Kamis, 18 Januari 2024

Sejarah Bahasa (244):Bahasa Wamesa Leher Semenanjung Doberai Kepala Burung Pulau Papua; Teluk Bintuni dan Teluk Wondama


*Untuk melihat semua artikel Sejarah Bahasa dalam blog ini Klik Disini

Suku Wamesa adalah salah satu penduduk asli Papua Barat, terutama mendiami distrik Bintuni, kabupaten Teluk Bintuni provinsi Papua Barat. Suku Wamesa juga menjadi suku terbesar di kabupaten Teluk Wondama. Suku Wamesa memiliki bahasanya sendiri, yang disebut bahasa Wamesa, yang jumlah penutur diperkirakan sebanyak 5.000 jiwa tahun 1993. Berdasarkan dialeknya bahasa ini terbagi menjadi Wandamen (Wondama), Windesi, dan Bintuni.

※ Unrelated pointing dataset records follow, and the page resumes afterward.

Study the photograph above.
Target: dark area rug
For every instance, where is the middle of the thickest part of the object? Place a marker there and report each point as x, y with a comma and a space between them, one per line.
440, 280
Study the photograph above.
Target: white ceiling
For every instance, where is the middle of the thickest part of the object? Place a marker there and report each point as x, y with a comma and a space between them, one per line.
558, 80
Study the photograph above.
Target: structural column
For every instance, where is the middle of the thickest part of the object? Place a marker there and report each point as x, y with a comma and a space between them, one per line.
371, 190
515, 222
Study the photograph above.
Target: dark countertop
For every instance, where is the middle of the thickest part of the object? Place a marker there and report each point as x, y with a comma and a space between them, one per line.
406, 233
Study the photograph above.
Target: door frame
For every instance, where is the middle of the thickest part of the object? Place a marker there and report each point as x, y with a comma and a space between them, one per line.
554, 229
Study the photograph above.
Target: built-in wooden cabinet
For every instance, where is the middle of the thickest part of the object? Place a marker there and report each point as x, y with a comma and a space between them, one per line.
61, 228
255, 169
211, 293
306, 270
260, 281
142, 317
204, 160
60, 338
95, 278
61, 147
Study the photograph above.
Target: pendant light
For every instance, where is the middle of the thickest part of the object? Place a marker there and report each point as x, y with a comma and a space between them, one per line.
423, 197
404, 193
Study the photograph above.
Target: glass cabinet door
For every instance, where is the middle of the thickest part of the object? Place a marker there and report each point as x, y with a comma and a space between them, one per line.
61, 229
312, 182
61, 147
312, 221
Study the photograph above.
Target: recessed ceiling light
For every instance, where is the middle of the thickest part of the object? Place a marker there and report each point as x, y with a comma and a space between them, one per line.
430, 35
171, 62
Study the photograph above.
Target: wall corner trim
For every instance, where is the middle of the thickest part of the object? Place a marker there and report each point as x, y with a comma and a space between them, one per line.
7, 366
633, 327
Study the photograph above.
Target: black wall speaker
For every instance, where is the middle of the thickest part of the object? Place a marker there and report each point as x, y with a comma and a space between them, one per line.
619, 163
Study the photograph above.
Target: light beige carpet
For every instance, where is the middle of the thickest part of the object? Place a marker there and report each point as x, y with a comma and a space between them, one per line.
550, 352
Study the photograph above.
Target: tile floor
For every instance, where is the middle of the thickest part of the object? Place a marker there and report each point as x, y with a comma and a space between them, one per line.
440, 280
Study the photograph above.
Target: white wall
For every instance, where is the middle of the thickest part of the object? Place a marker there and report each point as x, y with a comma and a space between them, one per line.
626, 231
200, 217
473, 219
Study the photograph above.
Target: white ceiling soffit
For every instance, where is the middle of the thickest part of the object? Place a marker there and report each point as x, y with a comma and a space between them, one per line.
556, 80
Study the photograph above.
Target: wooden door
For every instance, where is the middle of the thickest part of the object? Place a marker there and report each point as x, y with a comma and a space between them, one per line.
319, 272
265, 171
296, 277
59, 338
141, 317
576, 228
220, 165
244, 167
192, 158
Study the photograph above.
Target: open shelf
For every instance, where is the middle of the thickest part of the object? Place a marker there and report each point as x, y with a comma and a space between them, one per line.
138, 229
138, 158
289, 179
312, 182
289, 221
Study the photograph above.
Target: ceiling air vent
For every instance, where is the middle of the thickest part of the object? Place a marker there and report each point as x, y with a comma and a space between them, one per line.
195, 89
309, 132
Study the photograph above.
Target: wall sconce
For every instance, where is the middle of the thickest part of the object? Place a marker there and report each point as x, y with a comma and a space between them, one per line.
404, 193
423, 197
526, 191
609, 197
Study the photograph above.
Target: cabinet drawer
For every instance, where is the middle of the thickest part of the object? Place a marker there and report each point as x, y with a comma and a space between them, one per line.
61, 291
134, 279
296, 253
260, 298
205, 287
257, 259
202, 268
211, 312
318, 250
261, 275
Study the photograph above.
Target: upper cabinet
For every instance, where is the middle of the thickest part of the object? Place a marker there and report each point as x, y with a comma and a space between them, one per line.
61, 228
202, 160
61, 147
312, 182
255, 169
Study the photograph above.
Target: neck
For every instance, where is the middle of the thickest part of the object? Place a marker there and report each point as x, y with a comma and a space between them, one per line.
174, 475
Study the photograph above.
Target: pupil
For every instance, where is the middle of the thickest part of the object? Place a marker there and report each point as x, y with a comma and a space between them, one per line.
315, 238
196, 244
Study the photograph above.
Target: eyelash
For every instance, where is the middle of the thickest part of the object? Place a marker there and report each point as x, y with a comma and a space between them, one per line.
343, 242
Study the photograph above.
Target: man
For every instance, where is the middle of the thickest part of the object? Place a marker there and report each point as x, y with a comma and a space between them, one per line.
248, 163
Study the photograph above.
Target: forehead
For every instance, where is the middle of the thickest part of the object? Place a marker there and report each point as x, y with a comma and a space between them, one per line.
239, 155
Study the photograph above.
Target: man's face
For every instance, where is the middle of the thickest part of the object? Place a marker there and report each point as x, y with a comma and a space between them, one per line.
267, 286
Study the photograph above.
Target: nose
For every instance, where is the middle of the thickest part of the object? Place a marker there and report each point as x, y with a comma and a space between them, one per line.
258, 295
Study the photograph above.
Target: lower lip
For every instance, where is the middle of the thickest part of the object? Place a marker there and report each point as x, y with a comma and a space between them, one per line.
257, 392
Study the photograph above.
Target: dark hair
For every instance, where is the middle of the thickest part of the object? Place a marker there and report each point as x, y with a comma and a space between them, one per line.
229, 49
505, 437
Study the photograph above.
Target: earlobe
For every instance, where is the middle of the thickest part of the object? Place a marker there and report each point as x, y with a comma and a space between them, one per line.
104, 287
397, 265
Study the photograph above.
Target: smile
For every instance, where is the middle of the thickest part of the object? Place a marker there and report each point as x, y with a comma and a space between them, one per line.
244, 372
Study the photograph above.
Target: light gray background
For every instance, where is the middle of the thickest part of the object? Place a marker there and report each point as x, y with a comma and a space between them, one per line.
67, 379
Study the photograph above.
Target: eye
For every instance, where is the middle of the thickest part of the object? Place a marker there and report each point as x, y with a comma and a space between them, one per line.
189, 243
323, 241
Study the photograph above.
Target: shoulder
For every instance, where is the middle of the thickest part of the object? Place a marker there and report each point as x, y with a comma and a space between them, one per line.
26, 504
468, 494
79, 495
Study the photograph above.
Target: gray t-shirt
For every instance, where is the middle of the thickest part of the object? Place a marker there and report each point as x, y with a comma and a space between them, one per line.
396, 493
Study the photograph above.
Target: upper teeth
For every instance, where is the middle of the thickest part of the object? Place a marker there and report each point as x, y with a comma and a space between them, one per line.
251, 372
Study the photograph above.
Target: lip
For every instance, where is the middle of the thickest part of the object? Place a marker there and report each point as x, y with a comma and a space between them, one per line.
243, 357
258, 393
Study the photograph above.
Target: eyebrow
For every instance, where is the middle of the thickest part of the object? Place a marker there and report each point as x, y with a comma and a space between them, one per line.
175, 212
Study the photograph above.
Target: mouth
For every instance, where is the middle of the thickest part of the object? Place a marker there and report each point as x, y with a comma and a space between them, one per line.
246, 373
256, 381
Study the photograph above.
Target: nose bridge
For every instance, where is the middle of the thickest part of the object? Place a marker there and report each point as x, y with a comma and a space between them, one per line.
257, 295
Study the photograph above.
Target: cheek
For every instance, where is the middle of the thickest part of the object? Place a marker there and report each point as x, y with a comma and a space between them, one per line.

Wamesa adalah bahasa Austronesia di Papua digunakan di leher Semenanjung Doberai atau Kepala Burung. Saat ini terdapat 5.000–8.000 pembicara. Meskipun secara historis digunakan sebagai lingua franca, saat ini bahasa tersebut dianggap sebagai bahasa yang terancam punah dan kurang terdokumentasi. Ini berarti semakin sedikit anak yang menguasai Wamesa secara aktif. Sebaliknya, Melayu Papua menjadi semakin dominan di wilayah tersebut. Bahasa ini sering disebut Wandamen dalam sastra; Namun, beberapa penutur dialek Windesi menyatakan bahwa Wandamen dan Wondama mengacu pada dialek yang digunakan di sekitar Teluk Wondama, dipelajari oleh misionaris awal dan ahli bahasa. Mereka menegaskan bahwa bahasa tersebut secara keseluruhan disebut Wamesa, yang dialeknya adalah Windesi, Bintuni, dan Wandamen. Meskipun bahasa Wamesa digunakan di Papua Barat, Wamesa bukanlah bahasa Papua melainkan bahasa Halmahera Selatan-Papua Barat (Wikipedia)

Lantas bagaimana sejarah bahasa Wamesa di leher Semenanjung Doberai Kepala Burung Pulau Papua? Seperti disebut di atas bahasa Wamesa dituturkan di wilayah Wamesa. Teluk Bintuni dan Teluk Wondama. Lalu bagaimana sejarah bahasa Wamesa di leher Semenanjung Doberai Kepala Burung Pulau Papua? Seperti kata ahli sejarah tempo doeloe, semuanya ada permulaan. Untuk menambah pengetahuan dan meningkatkan wawasan sejarah nasional, mari kita telusuri sumber-sumber tempo doeloe.Link   https://www.youtube.com/@akhirmatuaharahap4982

Sejarah seharusnya memiliki permulaan. Jika sejarawan gagal memberikan bukti catatan tertulis, setiap orang bahkan oleh penduduknya sendiri akan menciptakan imajinasi sendiri. Untuk menghindari hal itu terjadi, sumber utama yang digunakan dalam artikel ini adalah ‘sumber primer’ seperti surat kabar dan majalah sejaman, foto dan peta-peta. Sumber buku hanya digunakan sebagai pendukung (pembanding), karena saya anggap buku juga merupakan hasil kompilasi (analisis) dari sumber-sumber primer. Dalam penulisan artikel ini tidak semua sumber disebutkan lagi karena sudah disebut di artikel saya yang lain. Hanya sumber-sumber baru yang disebutkan atau sumber yang sudah pernah disebut di artikel lain disebutkan kembali di artikel ini hanya untuk lebih menekankan saja.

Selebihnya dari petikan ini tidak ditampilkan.